Last week, we told you how some mutual fund (MF) investors found it hassling to change their bank account mandates at the time of, say, redemption. Soon, you would be able to put this problem behind you. A few new rules in the industry will change the way you invest in MFs. We tell you what these are and what you should do.
Effective 15 November, you will be able to register up to five bank accounts with your fund house. You can choose to get dividends credited (if you’ve chosen to receive them through the electronic clearing service mode) and your redemptions into any of these accounts.
As of now, when you issue a cheque to buy an MF scheme, the bank account gets registered with the fund house. If you were to stay invested for several years and in the interim, closed your bank account and moved on to a new account, you would have to get your new account registered with the fund house.
Mostly, this is a simple procedure—fill up the transaction slip that comes with your account statement (or download it from your fund’s website or get it from your registrar and transfer’s, or R&T, office) and submit it to your MF’s or R&T’s office. Some MFs such as HDFC Asset Management Co. Ltd also insist on some proof of your old bank account.
While the process increases paperwork, it is also tough for investors to produce proof of bank accounts (such as a cancelled cheque leaf or a copy of bank statement or if you have neither, the branch manager’s certificate that you had a bank account with them earlier) that you had long back and whose records you no longer have.
Though your fund house will give you an option to register up to five bank accounts, you would need to make one of them your default account in which your dividend and redemption proceeds will flow. At any point in time, you are free to change your default account to any of the other four accounts. However, since you would have already submitted the proof of all the five bank accounts at the time of investment, you wouldn’t be called for submitting proof all over again.
Jimmy Patel, chief executive officer, Quantum Asset Management Co. Ltd says: “Fund houses get many requests to change bank accounts at the time of redemption. The new norm will bring things under control as the fund house would already have the proofs of an investor’s various accounts. To change the bank account mandate would be quicker.” He adds that investors had to wait for almost 10 days to get their bank mandates changed.

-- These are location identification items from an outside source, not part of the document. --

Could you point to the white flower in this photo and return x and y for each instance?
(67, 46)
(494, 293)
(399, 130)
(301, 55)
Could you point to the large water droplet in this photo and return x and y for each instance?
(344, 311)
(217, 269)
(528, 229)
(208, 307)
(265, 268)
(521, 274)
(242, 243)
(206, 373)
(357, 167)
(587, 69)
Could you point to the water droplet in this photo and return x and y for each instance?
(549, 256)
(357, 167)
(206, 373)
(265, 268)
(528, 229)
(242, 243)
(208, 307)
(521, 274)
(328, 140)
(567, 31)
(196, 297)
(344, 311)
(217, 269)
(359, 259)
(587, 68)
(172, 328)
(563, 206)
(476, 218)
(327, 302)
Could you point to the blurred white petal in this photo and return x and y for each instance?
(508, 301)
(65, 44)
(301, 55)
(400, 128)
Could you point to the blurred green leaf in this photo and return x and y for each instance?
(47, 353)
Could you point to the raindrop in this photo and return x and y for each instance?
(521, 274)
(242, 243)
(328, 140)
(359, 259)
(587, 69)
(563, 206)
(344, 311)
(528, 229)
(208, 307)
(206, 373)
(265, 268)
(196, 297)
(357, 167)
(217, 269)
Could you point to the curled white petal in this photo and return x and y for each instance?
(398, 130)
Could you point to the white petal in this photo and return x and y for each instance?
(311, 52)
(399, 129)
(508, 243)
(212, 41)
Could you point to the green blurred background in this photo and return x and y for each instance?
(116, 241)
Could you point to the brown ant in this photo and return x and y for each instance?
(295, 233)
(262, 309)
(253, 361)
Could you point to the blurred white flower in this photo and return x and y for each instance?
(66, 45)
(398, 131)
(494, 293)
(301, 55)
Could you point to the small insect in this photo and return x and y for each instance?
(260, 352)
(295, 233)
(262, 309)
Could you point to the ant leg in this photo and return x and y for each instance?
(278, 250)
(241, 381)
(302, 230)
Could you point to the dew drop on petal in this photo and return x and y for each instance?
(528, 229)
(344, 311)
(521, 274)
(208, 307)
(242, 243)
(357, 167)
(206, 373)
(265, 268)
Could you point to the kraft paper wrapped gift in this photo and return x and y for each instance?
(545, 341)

Although steps taken by fund houses such as HDFC AMC hassle investors, most fund houses claim it’s necessary. “The ease with which bank account mandates were changed was not good from the risk perspective. Once investors register bank accounts and provide proof upfront, the risk of someone else fraudulently opening bank accounts gets reduced,” says Rajesh Krishnamoorthy, managing director, Fundsupermart.com, an MF portal.
Earlier, know-your-customer (KYC) was required for investments of Rs.50,000 and above. Effective 1 January, irrespective of the amount you invest, you will need to be KYC-compliant.
With this new rule, the Indian MF industry has got a new headache. MFs and agents alike have expressed fears on whether the nodal agency appointed to do KYC for MF investors, CDSL Ventures Ltd (CVL), a division of Central Depository Services (India) Ltd (CDSL), is equipped to handle the volume of KYC applications. “Lots of young professionals are mobile these days; they change jobs and cities and, therefore, residence. Every time they change their residence, they need to update their KYC. Sadly, once they apply for change, there is no system of getting an acknowledgement as of now. It’s a nightmare,” says a distributor, who did not want to be named.
Note that when you change your residence, it’s important to update your KYC. If you’ve opted to receive dividend proceeds by cheques at your postal address, your MF may continue to send cheques at your old residence. Or if there is a mismatch of your name as per your registered bank account and your MF folio, typically, the MF sends you the cheque by post. Therefore, if you change your address, you must update your KYC address.
However, Cyrus Khambata, senior vice-president, CDSL, is confident that they are equipped to handle the load. He says: “We handle 8,000 applications per day. There is no problem and we have updated our systems adequately to handle the pressure.”
The irony is that if you invest in MFs through stock exchanges, you do not need a separate KYC; your demat account’s KYC is enough. However, your bank account’s KYC (MFs do not accept cash; only cheques) is not considered fit enough.
Tip: There’s a way to track your KYC application on the Internet after submitting your KYC form. Visit Cvlindia.com and click on “Inquiry on KYC”. A small window will pop up on your screen asking your permanent account number (PAN). Once you submit your PAN and if your KYC is approved, you will get an acknowledgement. Take a printout as your KYC proof.
The next time you invest in an MF, you will need to make sure that you submit a cheque from a bank account of which you are one of the account holders. To ensure that an investor puts in her own money and not somebody else’s, the Association of Mutual Funds of India, the industry body, has mandated that third-party cheques be banned. It doesn’t matter whether you are the primary or a joint accountholder.